As the story develops, the pulsing sound gradually becomes associated symbolically with the image of Dr. Morbius, revealing to the audience a possible, otherwise unspoken, relation between him and the monster. Towards the end, in the process of realizing that the monster of the ID is the product of the subconscious of Dr. Morbius’ mind, Skipper confronts Morbius with the underlying clues. As Morbius apparently does not approve of Skipper’s line of thought, Skipper finally cries out: “Your mind refuses to face the conclusion!” At the moment in which the word “mind” is pronounced, the pulsing sound breaks the silence, and provides the audience with the decisive clue as to what the unspoken conclusion is. Underlining the connection between Dr. Morbius and the monster, in the following moment the sound is, again, associated with the monster approaching from the outside. Shifting the sound’s association with Morbius to the monster, internal symbol correspondence accordingly shifts from remote to close. However, at the end, the pulsing sound comes to symbolize closely the unity of Morbius and the monster, manifested from his subconscious, and when finally the two die together the sound equally ceases.

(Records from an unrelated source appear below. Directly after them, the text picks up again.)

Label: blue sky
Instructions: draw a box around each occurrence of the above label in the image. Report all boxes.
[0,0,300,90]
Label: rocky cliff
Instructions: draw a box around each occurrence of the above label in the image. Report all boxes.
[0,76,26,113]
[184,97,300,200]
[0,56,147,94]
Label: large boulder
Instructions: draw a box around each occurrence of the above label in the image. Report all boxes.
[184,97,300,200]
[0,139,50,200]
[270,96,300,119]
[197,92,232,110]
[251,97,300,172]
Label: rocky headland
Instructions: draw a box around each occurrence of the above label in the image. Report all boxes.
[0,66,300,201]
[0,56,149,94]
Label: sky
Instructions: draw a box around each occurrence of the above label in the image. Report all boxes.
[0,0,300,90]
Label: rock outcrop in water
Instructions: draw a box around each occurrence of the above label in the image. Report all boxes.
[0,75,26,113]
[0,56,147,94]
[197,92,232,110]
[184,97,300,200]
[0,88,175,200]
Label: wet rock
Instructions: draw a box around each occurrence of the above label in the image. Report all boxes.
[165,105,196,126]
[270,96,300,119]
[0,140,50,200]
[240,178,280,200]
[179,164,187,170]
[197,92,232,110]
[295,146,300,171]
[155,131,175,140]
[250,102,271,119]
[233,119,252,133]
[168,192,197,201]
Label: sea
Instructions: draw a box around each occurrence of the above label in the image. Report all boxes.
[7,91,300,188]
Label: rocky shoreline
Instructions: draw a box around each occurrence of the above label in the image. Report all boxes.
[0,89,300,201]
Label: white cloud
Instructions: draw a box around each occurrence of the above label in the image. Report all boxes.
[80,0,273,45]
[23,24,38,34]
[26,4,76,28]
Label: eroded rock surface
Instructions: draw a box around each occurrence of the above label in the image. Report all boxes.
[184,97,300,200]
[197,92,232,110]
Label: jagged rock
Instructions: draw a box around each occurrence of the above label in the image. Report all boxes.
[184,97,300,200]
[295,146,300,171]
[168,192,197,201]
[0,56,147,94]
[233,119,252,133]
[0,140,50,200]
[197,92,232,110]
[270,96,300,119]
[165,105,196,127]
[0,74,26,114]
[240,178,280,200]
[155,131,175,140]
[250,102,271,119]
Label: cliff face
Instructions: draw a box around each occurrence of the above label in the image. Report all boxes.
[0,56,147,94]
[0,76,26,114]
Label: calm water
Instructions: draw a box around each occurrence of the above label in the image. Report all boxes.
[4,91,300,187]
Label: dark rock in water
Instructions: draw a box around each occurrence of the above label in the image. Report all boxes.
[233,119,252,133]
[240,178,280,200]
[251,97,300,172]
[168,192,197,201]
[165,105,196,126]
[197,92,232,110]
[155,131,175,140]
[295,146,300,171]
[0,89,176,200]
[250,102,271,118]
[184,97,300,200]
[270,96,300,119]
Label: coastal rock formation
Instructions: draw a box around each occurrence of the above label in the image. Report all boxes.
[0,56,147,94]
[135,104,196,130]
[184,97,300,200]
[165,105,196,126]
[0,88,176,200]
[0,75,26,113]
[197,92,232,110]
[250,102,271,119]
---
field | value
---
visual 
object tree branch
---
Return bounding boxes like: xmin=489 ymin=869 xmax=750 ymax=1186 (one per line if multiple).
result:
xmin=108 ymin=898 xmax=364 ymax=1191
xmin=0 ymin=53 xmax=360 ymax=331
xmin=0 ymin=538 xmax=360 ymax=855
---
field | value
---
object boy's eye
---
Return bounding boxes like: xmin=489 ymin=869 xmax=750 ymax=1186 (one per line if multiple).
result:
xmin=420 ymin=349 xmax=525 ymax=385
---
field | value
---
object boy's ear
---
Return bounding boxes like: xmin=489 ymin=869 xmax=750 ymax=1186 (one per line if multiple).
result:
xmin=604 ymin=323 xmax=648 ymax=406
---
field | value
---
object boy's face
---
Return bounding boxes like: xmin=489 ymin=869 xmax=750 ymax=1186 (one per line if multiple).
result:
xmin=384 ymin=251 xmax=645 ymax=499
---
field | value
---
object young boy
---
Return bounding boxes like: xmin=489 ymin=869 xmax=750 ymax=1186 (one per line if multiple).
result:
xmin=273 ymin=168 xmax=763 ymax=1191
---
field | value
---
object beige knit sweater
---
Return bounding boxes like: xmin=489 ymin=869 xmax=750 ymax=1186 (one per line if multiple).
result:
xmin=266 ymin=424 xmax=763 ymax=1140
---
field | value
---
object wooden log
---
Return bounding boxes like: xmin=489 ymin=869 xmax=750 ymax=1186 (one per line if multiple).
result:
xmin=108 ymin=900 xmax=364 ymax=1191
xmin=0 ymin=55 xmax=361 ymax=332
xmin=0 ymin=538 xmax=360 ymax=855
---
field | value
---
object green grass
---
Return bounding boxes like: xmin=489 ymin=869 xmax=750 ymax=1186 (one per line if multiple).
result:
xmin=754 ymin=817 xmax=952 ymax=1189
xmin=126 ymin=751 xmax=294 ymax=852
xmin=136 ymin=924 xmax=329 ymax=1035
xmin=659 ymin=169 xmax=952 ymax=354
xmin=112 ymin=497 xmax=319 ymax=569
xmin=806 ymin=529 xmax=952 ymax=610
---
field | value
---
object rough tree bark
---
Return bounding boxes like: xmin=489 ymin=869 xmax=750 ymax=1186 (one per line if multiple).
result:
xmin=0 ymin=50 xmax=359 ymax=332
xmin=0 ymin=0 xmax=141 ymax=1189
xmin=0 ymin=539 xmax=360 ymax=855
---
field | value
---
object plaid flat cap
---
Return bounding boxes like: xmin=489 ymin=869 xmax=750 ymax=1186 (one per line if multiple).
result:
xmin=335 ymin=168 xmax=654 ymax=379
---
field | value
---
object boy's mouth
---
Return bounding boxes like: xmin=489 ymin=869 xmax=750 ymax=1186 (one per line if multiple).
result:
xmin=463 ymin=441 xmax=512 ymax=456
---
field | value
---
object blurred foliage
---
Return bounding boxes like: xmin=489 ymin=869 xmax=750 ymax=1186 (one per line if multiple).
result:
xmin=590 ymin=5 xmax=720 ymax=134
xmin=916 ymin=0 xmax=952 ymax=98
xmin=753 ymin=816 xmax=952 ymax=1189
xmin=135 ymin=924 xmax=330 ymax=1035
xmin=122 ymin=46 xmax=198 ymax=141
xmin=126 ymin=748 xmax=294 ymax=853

The success of the soundtrack in seamlessly integrating music and sound effects, providing the key for composers/sound designers to make strong contributions to the overall structure of the film, may to a large extent be attributed the almost exclusive use of purely electronically generated sound. Compared to real-world, recognizable sounds which we tend to associate with specific objects, abstract electronic sounds can be associated with a variety of fictitious sources. Moreover, in situations where overall correspondence between sound and image is inevitably remote, real-world, recognizable sounds tend to remain associated with the film’s world, yielding rather surrealist results, while abstract electronic sounds are able to exit entirely from the diegetic space of the film. For instance, in the opening of Forbidden Planet a continuous electronic soundscape linearizes a sequence of cuts between shots of the interior and exterior of the spaceship. When the sound is associated with the exterior shots, showing the spaceship flying by, an audio visual correspondence is established between the rising and falling pitches and the vertical movement of the spaceship (i.e. spatial identity correspondence), hence making the audience perceive the soundscape as sound effects. Contrarily, when associated with images of the spaceship’s interior, with which the electronic soundscape lacks overall correspondence, the soundscape is pushed outside the film’s world, attaining a purely musical function.
Sound and Imagination
Being biased towards exploiting “abstract” electronic sound for its associative independence, and hence its ability to correspond closely with a number of non-real objects, the science fiction genre provides, more than any other film genre, a foundation for the integration of music and sound design. Consider, as another brief example, the equivocal nature of the muffled soundscape, presumably created by composer Edward Artemiev, permeating Tarkovsky’s Solaris (1972). When associated with the image of the planet “Solaris” a close correspondence between sound and image in terms of identity and space is articulated, causing us to believe that the sound emits from the planet. Yet, on most occasions the soundscape does not correspond with the image in terms of identity, time and space, but in terms of cultural and internal symbolism, expressing the planet’s psychological impact on the characters. As in Forbidden Planet, the soundscape’s ability to connect with both the diegetic and non-diegetic space of the film is exploited in the articulation of Solaris’ overall narrative structure.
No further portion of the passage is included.